Un policier de la GRC vient d’être accusé de voies de fait à Campbellton. L’agent Pierrick Caron a été filmé en train de donner de nombreux coups de poing à un homme retenu au sol par une troisième personne. De toute évidence, le rapport de force était inégal, mais le policier continuait de frapper sa victime à grands coups, y compris à la tête.
L’incident est survenu il y a un an. Des citoyen·nes en colère avaient par la suite manifesté dans les rues de Campbellton contre l’excès de violence exercée par le policier dans cette affaire. Quelle surprise ce fut de voir qu’un an plus tard, des accusations étaient portées contre le policier, ce qui n’arrive que très rarement.

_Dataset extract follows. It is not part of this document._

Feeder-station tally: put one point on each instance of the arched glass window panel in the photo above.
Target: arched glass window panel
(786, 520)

En effet, lorsqu’ils causent des blessures graves ou qu’ils tuent quelqu’un dans le cadre de leurs fonctions, les policiers et policières ne sont à peu près jamais accusés de quoi que ce soit. Ce fut le cas récemment dans l’histoire de Chantel Moore, dont tout le monde se souvient, ou encore de Michel Vienneau, cet homme d’affaires de la Péninsule acadienne qui avait par la suite été disculpé de tout reproche.

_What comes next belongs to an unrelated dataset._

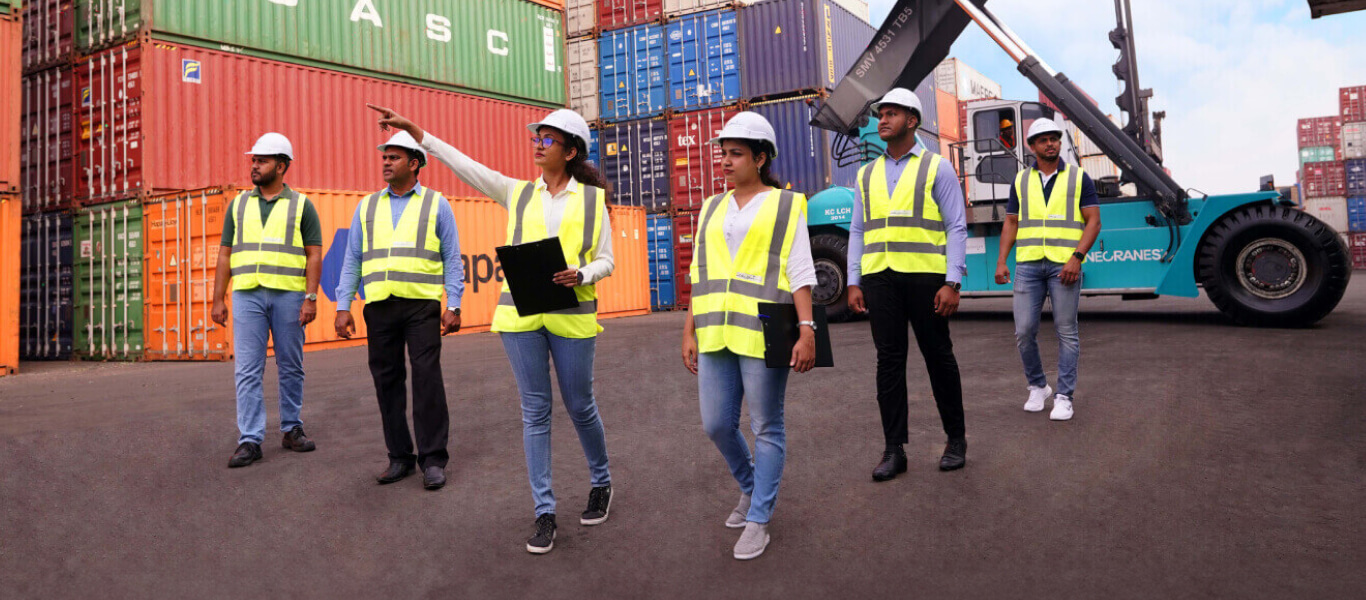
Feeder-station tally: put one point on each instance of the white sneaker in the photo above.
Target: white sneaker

On demande aux policiers de ne jamais utiliser de force excessive, mais lorsque c’est le cas, il ne semble pas y avoir de conséquences aux gestes qu’ils posent. Même lorsque la « police de la police », qui s’appelle le Bureau des enquêtes indépendantes, fait une enquête à la suite d’un incident grave impliquant un policier, ces derniers s’en sortent toujours bien : des 117 enquêtes menées par le Bureau des enquêtes indépendantes entre 2016 et 2020, aucune n’a mené à l’accusation de policiers ou policières. Comme si la police ne faisait jamais rien de mal, comme si elle n’abusait jamais de son pouvoir, comme si elle était toujours irréprochable. Mais pourquoi en serait-il autrement, puisque le Bureau des enquêtes indépendantes est composé en grande partie de policiers et policières à la retraite qui ont automatiquement tendance à protéger les leurs.
Pour que la « police de la police » soit autre chose que de la poudre aux yeux pour faire taire ceux et celles qui réclament justice lorsque la police abuse de son pouvoir, il faudrait qu’au moins la moitié des équipes d’enquête soient composée de représentant.e.s du public, y compris de criminologues et de représentant.e.s des victimes. Il faudrait aussi une représentation équitable des minorités visibles, des autochtones et des femmes. Mais la police n’aime pas qu’on se mêle de ses affaires et ne démontre aucun intérêt à changer quoi que ce soit. Seul le gouvernement pourrait changer les choses, et pour cela, il faudrait de la volonté politique. Si la tendance se maintient, ce n’est pas pour demain.
D’ici à ce que cela change, avant même que l’enquête commence au sujet de l’incident qui s’est produit à Campbellton l’an dernier, croire que le policier inculpé sera reconnu coupable de voies de fait relève d’une naïveté digne des contes de fées.
Bernadette Landry est une militante qui écrit pour la COOP Média NB.